Unfortunately too often prom and graduation night end tragically for teens that die from drinking and driving or alcohol poisoning. According to the National Highway Traffic Safety Administration, one in three deaths from alcohol-related incidents occurs during prom or graduation weekend.
Drug-Free Action Alliance has developed a public awareness campaign to provide parents with accurate information about the health risks of underage drinking and the legal consequences of providing alcohol to youth. The campaign encourages parents and the community to send a unified message that teen alcohol consumption is not acceptable at prom and graduation time. It is illegal, unsafe and unhealthy for anyone under age 21 to drink alcohol.
Here are the facts:
- Parents who give alcohol to their teen’s friends under any circumstances, even in their own homes, are breaking the law.
- Parents who knowingly allow a person under 21 to remain in their home or on their property while consuming or possessing alcohol can be prosecuted and everything associated with such a violation can be confiscated, including personal property.
- Parents can be sued if they give alcohol to anyone under 21 and they, in turn, hurt someone, hurt themselves or damage property.
Parents play a major role in their children’s choices about alcohol and other drugs. Underage use of alcohol is a serious problem that too often leads to harmful consequences for youth and their families.
Parents can help their teens and their friends remain safe by taking responsibility, getting involved and setting limits. Always be clear about your expectations.
You may have talked many times about healthy choices, but it’s important to be very clear about no alcohol use before the age of 21. Parents should discuss the dangers of a) drinking and driving and b) getting into a car with a drunk driver.
Present possible scenarios and what to do in these situations. Set a curfew that you can be awake for. Make sure teens are home at the agreed-upon time and you see them walk in the door. Use that time to hear details of their evening.
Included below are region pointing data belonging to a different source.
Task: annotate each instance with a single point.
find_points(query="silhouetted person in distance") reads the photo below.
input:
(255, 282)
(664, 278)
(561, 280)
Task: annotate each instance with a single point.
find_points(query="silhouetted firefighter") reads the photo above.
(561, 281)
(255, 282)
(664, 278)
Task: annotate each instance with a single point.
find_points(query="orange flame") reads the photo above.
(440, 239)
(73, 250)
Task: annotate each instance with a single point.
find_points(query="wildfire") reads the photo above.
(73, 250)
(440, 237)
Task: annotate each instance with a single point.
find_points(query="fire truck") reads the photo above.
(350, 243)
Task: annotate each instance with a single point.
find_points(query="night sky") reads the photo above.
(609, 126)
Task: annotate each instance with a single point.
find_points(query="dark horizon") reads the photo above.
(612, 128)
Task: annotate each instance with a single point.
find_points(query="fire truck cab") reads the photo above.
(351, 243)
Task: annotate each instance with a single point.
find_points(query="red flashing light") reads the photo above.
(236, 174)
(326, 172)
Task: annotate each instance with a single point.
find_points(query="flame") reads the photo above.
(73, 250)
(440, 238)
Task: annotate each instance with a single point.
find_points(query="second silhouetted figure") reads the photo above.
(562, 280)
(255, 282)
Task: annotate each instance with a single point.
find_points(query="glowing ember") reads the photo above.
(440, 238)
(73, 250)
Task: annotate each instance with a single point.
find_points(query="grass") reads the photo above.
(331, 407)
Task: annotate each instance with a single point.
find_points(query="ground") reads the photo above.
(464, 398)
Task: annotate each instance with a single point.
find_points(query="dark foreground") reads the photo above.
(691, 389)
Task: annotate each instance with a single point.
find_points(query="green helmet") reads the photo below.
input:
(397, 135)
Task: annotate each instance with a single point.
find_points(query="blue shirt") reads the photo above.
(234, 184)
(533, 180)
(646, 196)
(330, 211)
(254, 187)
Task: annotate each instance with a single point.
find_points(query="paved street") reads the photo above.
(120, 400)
If hosting a party, do not serve or allow alcohol. An adult who provides alcohol to a minor is breaking the law and risking that teen’s life. Indiana passed a social host liability law in 2014 which prohibits anyone from “furnishing property for the purpose of enabling minors to consume alcohol.”
Parents and teens are encouraged to make the decision before spring events to be safe, which means staying alcohol-free. Make sure your teen understands your expectations and the consequences. Healthy choices and good communication can create those happy memories that last a lifetime.